Мы взяли за отправную точку нашей истории литературное описание болезни, культурную эволюцию которой мы хотим проследить, потому что оно было дано одним из первых, потому что Бальзак может на этом основании рассматриваться как один из предшественников ее исследования, а также и потому, что оно показывает лучше, чем первое медицинское описание, данное ей в ту же самую эпоху, эпоху июльской монархии, какие у нее есть соответствия в других сведениях о культуре того времени. Открыть болезнь не означает на самом деле только идентифицировать некоторое количество симптомов (которые, впрочем, другие наблюдатели уже могли заметить) и объединить их в связное целое, в структуру, но также предложить теорию, объясняющую ее генез, теорию, находящуюся в соответствии с научными знаниями и философией данного времени. Так, если взять пример болезни, которую мы часто будем встречать в ходе этой истории — «дрожательный паралич», описанный в 1817 г. сэром James Parkinson, еще рассматриваемой в эпоху, о которой мы говорим как невроз в смысле, придававшемся этому термину после Ph. Pinel, — то она будет «открыта» в качестве неврологической болезни J. Charcot /1825-1893/ только в 1868 г., когда последний поставит ее в связь с поражениями центральных серых ядер головного мозга и предложит называть ее по фамилии своего предшественника.
Болезни в современной научной медицине действительно могут быть названы именем того, кто дал им первое клиническое описание, или того, кто объяснил удовлетворительным образом механизмы, вызывающие их. По крайней мере, для их обозначения придумывается адекватный неологизм, предпочтительно с греческими или латинскими корнями. Семантическая эволюция терминов, под которыми известна болезнь, подобна отражению ее культурной истории.
В средние века болезни носили имя святого покровителя, которому следовало молиться, чтобы предохранить себя от нее или излечиться, и значимость святого была пропорциональна опасности болезни. Так же обстоит дело и с современными наименованиями. Название, данное болезни, может способствовать тому, чтобы запустить ее ход, если можно так выразиться.

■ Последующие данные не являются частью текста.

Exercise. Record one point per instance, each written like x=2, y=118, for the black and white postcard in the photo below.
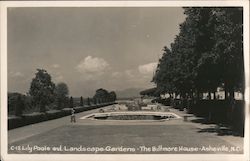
x=125, y=80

История данной болезни, которую мы уже заранее называем шизофренией в этой первой части, является хорошей иллюстрацией этого. Как мы увидим, известная под названием «деменция прекокс» в течение более чем полувека, она будет полностью распознана только тогда, когда в 1911 г. E. Bleuler обозначит ее этим неологизмом, созданным для выражения пояснительной теории, предложенной им, и которую мы рассмотрим в третьей главе, где увидим, как была принята эта новая концепция.
Но очевидно, что шизофрения существовала до этого открытия, как существовал в Атлантическом океане континент между Европой и Азией до того, как Христофор Колумб открыл Новый Свет, который был назван Америкой. Поэтому мы должны рассмотреть этапы этого доблейлеровского периода, этапы истории «деменции прекокс», с которой началось исследование этого Нового Света человеческого рассудка.
Необходимость пояснительной теории не ускользнула от внимания Бальзака, чтобы истолковать умопомешательство Луи Ламбера, но та, которую он выбрал, удивительна в наших глазах, если не в глазах его современников.